There is more work to do. Next month’s Vascular Specialist will include some of the feedback we received from our members as well as suggestions on how SVS can develop criteria for appropriateness. To share your thoughts, please email me at [email protected].
What follows is the text of the Lawrence letter to the New York Times:
To the Editor:
Most of my colleagues in vascular medicine want to provide the best treatment for their patients, but those who don’t should be exposed, as was done in “Medicare Bills Rise for Stents Put Into Limbs” (front page, Jan. 30). This article shows how inappropriate care can harm a patient and greatly increase the cost of health care, while grossly enhancing the income of those who overuse procedures.
Office-based procedures are not inherently bad, if standards for appropriate care are followed. The Society for Vascular Surgery recently held a national symposium to discuss ways to discourage inappropriate use of vascular procedures, and recently, we published evidence-based practice guidelines to encourage appropriate care of peripheral arterial disease.
These guidelines emphasize conservative measures as the first line of treatment for patients without symptoms or with vascular pain only when walking, reserving interventions and surgery for those with more severe problems. They also recommend inexpensive, noninvasive tests to determine whether the pain is truly vascular.

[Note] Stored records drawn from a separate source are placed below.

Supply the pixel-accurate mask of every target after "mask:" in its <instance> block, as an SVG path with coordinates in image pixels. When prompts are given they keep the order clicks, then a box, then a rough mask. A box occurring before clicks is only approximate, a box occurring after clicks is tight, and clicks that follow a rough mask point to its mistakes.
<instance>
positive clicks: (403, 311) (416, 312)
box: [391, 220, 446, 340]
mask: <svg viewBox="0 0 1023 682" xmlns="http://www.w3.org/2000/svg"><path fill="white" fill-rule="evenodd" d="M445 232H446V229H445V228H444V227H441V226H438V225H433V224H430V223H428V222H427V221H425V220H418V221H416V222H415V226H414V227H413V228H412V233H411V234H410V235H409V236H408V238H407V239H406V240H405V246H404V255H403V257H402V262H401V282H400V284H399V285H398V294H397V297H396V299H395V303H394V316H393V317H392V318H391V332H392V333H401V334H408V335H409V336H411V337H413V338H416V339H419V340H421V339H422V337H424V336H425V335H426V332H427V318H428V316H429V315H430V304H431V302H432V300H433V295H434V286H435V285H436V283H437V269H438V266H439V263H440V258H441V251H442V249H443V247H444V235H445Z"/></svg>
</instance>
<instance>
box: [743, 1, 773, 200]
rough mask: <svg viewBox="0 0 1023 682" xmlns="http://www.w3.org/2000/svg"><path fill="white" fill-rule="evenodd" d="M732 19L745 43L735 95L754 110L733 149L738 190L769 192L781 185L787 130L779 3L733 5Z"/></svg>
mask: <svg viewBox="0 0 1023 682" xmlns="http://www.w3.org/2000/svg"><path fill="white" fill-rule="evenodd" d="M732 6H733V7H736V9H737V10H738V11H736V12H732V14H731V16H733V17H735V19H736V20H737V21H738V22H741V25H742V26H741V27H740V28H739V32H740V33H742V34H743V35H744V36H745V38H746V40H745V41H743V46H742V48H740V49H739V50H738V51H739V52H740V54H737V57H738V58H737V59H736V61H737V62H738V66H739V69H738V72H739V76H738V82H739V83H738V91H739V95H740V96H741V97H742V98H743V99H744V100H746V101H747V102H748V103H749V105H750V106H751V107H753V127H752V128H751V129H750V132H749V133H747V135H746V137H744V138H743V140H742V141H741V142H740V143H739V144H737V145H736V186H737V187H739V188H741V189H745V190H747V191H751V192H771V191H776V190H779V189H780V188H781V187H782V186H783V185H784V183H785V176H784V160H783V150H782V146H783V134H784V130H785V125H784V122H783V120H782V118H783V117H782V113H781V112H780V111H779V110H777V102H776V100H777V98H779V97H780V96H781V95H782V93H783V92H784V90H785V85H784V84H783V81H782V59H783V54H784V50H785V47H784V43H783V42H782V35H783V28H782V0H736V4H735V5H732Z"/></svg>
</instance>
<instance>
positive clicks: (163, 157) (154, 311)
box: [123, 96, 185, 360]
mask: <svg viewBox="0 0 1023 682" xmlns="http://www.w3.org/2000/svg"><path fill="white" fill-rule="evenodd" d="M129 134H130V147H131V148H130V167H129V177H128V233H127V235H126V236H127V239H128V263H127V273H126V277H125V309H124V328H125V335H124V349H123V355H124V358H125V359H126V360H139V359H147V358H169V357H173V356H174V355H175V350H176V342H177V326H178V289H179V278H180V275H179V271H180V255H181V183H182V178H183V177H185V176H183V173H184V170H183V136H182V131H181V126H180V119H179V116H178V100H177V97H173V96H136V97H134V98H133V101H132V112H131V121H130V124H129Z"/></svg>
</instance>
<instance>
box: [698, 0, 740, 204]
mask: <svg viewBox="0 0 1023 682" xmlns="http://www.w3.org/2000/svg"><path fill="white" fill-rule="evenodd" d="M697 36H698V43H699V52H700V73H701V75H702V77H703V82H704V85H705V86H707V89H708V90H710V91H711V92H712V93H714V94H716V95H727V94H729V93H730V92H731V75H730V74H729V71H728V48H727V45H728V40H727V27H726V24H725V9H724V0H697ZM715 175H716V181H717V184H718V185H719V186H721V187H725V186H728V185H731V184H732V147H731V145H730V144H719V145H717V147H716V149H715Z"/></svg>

These tests should be used in every patient.
Practice guidelines set standards for our members, but all physicians treating patients with vascular disease should also use them. Vascular specialists need an in-depth understanding of vascular disease, as well as technical skill, but they also need the ethics to treat patients like a brother or a sister, not the source of payment for a new car.
PETER F. LAWRENCE, Los Angeles
The writer, chief of vascular surgery at U.C.L.A., is president of the Society for Vascular Surgery.